Ci sono diverse cose che accomunano Roberto Saviano e l’ex leader di Forza Italia Silvio Berlusconi. Sono entrambi personaggi legati alla Arnoldo Mondadori Editore (Berlusconi la acquisì grazie a un giudice corrotto da Cesare PrevitiLEGGI L’ARTICOLO SUL LODO MONDADORI, mentre Robertino è nato “artisticamente” a Segrate, in quanto la Mondadori gli ha pubblicato e gli commercializza il suo primo romanzo “Gomorra”). Ancora oggi nel processo per plagio la Mondadori e Saviano sono difesi dagli stessi avvocati.

Il “giudice dei giudici”, quando Saviano dà le pagelle ai magistrati

Sia lo scrivano che il cavaliere, poi, sono celebri per gli attacchi velenosi ai magistrati giudicanti quando questi emettono una sentenza a loro sgradita. Inutile elencare tutte le volte che il Cavaliere ha parlato di magistratura politicizzata e di accanimento nei suoi confronti. Quanto a Saviano, il suo approccio è leggermente diverso, anche in ragione del suo autoattribuito ruolo di paladino della legalità. Prendere una decisione non in linea con i suoi desideri significa correre il rischio di vedersi proiettate addosso ombre sinistre. Ci andò giù duro, ad esempio, quando in primo grado un giudice assolse i boss accusati di averlo minacciato.
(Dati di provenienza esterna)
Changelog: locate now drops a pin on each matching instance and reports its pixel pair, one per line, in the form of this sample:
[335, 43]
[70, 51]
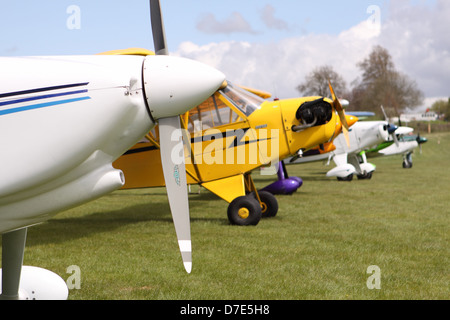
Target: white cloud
[269, 19]
[234, 23]
[415, 36]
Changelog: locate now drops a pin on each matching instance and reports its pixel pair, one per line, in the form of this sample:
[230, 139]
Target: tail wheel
[244, 211]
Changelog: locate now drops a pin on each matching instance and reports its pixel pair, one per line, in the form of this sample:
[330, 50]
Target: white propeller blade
[172, 159]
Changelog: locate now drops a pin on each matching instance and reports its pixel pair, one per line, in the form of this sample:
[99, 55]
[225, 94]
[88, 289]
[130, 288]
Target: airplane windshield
[244, 100]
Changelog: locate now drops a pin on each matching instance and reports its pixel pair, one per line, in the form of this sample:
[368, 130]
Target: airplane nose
[175, 85]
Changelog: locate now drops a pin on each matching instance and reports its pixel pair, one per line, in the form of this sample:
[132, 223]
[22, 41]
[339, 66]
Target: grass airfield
[319, 246]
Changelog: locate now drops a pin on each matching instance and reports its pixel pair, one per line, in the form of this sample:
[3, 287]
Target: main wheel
[406, 164]
[365, 175]
[347, 178]
[244, 211]
[269, 204]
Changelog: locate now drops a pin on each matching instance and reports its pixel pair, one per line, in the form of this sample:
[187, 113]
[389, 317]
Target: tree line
[380, 83]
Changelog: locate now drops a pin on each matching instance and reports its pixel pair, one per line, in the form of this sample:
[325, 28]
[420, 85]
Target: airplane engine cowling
[317, 112]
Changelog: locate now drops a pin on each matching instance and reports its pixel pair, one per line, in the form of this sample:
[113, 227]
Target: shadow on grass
[61, 230]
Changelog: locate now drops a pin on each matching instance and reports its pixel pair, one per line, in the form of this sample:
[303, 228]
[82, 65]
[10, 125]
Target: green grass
[318, 246]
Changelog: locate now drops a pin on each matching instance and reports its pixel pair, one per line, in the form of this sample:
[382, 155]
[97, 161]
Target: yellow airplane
[232, 133]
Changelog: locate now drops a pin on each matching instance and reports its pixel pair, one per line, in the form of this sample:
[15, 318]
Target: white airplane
[402, 142]
[407, 142]
[81, 113]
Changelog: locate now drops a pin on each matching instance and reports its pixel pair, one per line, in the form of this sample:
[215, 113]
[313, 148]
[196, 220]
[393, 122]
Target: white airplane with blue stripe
[77, 114]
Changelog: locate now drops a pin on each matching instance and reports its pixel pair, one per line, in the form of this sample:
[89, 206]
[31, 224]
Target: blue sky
[39, 27]
[247, 38]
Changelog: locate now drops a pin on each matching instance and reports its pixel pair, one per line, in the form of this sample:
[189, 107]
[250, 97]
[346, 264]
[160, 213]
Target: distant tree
[316, 83]
[381, 84]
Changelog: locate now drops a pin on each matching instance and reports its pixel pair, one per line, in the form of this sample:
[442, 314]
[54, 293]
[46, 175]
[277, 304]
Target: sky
[266, 44]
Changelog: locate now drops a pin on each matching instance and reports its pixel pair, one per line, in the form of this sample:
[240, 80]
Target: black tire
[269, 207]
[244, 211]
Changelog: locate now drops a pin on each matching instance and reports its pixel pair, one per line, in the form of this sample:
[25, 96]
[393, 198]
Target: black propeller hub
[318, 112]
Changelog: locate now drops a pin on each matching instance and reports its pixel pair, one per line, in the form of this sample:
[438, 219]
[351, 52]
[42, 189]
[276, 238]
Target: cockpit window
[218, 109]
[246, 101]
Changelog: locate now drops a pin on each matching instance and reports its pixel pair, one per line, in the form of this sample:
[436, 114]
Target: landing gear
[365, 175]
[269, 204]
[244, 211]
[249, 209]
[26, 282]
[347, 178]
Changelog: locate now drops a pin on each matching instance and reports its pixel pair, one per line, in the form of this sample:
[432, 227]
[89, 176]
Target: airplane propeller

Il “metodo Saviano”: la parola “connivenza” usata come un’arma

“Una cosa tipicamente italiana – commentò accigliato -, a metà, senza coraggio. In questi anni di vita difficile, complicata, ho sempre avuto la sensazione che i clan non avessero davvero la parte più forte del paese contro. Solo una parte, quella migliore, ma l’altra parte, anche se non connivente, è silenziosa e quindi connivente”. E poi ancora, sibillino: “Io parto tra poche ore e spero di stare il più lontano possibile. Non è più dato alle mie forze e alle mie energie di stare in questo Paese in queste condizioni”. Ovviamente tornò a stretto giro nel paese che gli assicura la scorta.

La condanna per diffamazione: “Sentenza intimidatoria”
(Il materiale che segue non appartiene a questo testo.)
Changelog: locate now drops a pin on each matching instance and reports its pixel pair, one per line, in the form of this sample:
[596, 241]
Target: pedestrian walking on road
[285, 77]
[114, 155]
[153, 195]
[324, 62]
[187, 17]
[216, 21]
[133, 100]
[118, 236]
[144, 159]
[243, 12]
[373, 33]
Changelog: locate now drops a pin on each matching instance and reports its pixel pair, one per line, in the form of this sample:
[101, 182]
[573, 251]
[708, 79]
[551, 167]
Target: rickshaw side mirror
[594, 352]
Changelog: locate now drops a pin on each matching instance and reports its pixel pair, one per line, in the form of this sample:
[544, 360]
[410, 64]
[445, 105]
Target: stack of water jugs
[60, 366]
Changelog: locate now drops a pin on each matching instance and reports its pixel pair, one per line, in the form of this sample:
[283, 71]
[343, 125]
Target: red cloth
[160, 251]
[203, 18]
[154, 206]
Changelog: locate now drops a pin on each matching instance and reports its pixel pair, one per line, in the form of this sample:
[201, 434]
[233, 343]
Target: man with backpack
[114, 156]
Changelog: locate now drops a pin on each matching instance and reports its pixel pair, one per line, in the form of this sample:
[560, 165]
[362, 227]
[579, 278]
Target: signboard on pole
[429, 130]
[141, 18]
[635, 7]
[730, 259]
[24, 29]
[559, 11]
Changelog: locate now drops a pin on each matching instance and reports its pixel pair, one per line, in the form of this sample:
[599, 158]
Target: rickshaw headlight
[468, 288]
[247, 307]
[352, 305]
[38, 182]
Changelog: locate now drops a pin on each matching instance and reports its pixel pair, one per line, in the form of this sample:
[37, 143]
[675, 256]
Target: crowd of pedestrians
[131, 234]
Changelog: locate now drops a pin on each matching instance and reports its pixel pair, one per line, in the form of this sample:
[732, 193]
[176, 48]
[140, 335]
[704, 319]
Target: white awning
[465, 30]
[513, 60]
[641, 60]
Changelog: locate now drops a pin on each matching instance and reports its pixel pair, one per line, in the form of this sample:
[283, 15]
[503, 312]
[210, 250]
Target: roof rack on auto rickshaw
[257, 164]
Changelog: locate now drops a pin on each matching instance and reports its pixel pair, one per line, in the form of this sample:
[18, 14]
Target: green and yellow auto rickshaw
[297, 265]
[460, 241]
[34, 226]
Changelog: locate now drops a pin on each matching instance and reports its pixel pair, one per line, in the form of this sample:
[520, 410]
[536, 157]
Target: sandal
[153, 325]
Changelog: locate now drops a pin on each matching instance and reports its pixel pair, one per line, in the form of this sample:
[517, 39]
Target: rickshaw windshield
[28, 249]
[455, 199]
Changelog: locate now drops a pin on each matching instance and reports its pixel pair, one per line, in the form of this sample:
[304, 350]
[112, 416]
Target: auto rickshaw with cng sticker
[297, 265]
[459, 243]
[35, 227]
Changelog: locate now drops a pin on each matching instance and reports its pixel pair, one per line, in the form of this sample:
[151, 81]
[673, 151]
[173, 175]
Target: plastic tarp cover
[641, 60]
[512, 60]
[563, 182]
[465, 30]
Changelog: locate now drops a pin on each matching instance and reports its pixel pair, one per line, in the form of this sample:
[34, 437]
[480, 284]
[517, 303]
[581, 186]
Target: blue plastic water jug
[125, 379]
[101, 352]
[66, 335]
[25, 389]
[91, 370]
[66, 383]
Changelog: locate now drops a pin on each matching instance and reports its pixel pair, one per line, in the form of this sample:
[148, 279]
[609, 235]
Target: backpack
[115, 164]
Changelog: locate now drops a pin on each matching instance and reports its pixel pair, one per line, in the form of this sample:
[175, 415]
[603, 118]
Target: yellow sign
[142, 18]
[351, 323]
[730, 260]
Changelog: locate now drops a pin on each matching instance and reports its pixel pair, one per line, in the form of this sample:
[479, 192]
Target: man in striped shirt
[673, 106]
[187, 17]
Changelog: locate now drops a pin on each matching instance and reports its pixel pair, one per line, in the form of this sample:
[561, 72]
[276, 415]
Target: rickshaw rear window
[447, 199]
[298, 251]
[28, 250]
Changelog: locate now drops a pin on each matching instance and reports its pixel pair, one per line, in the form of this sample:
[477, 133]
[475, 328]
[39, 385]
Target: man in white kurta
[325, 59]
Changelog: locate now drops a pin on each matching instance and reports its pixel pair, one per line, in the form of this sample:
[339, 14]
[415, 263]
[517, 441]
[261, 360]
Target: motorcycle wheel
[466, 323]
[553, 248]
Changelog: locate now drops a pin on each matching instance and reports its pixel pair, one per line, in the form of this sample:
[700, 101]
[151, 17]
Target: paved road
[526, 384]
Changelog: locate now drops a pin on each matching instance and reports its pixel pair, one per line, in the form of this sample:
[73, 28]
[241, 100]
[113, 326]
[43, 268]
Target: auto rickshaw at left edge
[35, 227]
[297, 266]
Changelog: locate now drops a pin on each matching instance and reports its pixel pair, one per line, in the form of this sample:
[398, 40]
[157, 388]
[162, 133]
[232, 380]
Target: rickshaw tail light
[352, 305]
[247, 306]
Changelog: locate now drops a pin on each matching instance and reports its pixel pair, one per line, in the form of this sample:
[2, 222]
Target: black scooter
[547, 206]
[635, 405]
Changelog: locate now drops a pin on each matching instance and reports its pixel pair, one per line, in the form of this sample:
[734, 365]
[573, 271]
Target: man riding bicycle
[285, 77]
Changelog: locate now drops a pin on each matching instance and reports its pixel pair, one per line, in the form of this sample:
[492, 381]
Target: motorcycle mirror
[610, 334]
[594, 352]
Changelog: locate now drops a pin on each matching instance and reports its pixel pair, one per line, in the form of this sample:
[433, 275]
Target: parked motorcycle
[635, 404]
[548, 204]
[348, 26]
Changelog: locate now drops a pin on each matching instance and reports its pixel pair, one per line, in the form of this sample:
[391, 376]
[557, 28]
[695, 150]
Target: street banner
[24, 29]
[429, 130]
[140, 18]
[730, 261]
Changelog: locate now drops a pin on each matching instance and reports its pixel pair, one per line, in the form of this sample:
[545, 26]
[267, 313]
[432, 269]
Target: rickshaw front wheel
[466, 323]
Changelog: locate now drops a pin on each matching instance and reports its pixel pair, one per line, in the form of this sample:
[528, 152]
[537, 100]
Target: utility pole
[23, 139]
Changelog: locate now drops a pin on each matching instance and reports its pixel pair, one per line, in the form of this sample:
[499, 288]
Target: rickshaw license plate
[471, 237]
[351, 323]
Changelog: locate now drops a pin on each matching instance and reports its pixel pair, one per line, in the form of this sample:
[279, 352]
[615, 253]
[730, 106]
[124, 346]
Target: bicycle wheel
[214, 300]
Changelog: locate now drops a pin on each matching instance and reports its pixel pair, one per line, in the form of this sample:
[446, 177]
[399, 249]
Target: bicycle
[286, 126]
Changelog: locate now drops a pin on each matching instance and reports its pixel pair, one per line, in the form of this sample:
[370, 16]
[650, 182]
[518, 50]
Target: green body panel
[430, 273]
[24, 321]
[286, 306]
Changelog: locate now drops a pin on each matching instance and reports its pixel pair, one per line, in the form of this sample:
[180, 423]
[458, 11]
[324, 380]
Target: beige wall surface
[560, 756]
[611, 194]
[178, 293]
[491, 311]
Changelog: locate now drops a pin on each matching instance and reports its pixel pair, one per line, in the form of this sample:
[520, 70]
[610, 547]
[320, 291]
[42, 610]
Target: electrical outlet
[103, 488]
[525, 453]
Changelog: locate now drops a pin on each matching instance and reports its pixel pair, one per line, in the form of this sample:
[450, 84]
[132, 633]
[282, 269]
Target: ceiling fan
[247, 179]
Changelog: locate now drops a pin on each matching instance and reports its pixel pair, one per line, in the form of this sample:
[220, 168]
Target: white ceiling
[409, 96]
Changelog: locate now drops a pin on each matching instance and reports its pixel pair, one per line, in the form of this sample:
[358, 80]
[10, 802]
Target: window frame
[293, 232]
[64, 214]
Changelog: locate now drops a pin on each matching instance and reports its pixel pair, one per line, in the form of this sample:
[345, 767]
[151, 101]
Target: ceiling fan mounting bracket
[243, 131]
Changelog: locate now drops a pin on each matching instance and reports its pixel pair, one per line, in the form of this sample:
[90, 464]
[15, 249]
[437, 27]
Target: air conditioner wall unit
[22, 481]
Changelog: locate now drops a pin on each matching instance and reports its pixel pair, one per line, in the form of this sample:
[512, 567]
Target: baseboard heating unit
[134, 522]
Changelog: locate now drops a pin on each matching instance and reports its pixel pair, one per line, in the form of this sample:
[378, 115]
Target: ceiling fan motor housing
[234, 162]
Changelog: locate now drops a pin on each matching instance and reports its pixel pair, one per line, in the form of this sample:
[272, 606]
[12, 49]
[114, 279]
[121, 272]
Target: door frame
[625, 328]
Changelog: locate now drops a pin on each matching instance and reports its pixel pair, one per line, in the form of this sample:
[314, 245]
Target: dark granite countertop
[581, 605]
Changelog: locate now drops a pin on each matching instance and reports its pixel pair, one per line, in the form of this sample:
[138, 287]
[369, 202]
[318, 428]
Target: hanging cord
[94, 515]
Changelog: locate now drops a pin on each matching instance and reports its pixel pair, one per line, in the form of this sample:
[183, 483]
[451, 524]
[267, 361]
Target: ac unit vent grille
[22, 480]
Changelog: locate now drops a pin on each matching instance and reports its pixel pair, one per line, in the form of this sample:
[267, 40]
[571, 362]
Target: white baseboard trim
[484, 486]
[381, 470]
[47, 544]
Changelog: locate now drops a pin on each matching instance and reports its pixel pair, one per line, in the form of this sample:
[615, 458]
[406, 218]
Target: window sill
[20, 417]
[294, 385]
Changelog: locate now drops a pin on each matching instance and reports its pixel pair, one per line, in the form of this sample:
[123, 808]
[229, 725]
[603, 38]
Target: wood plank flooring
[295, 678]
Ma è la condanna per diffamazione nei confronti di Giorgia Meloni ad avergli fatto perdere qualsiasi freno inibitorio: “Una assoluzione sarebbe stata importante per tutti coloro che la propaganda di Meloni ha disumanizzato e criminalizzato per orrendo calcolo politico. Ma sapevo che in questa Italia la mia assoluzione non sarebbe mai stata possibile. E vedrete come, nei prossimi processi in cui mi hanno trascinato, ci sarà la stessa pressione politica comunicativa: il governo continuerà a intimidire per sua diretta via o per via dei suoi fiancheggiatori… Questa sentenza è pericolosa perché reca traccia di una intimidazione e suggerisce a chi fa il mio lavoro di osservare un religioso silenzio per tutelare i propri progetti… È pericolosa perché sembra innocua, finanche a me favorevole, ma non tiene conto delle sofferenze causate a migliaia di persone. È una sentenza pericolosa pronunciata in un paese pericolosamente esposto all’odio. Quanto più è grande la menzogna e il potere che la pronuncia, tanto più deve essere alto il grido che la contrasta. Questo ho fatto, questo faccio, questo farò”. E in altra occasione, ironicamente: “Dopo questa sentenza la salute della democrazia non è certamente migliorata”. Per quanto è dato sapere, nemmeno con i tentativi di delegittimazione della giustizia di Saviano e Silvio Berlusconi.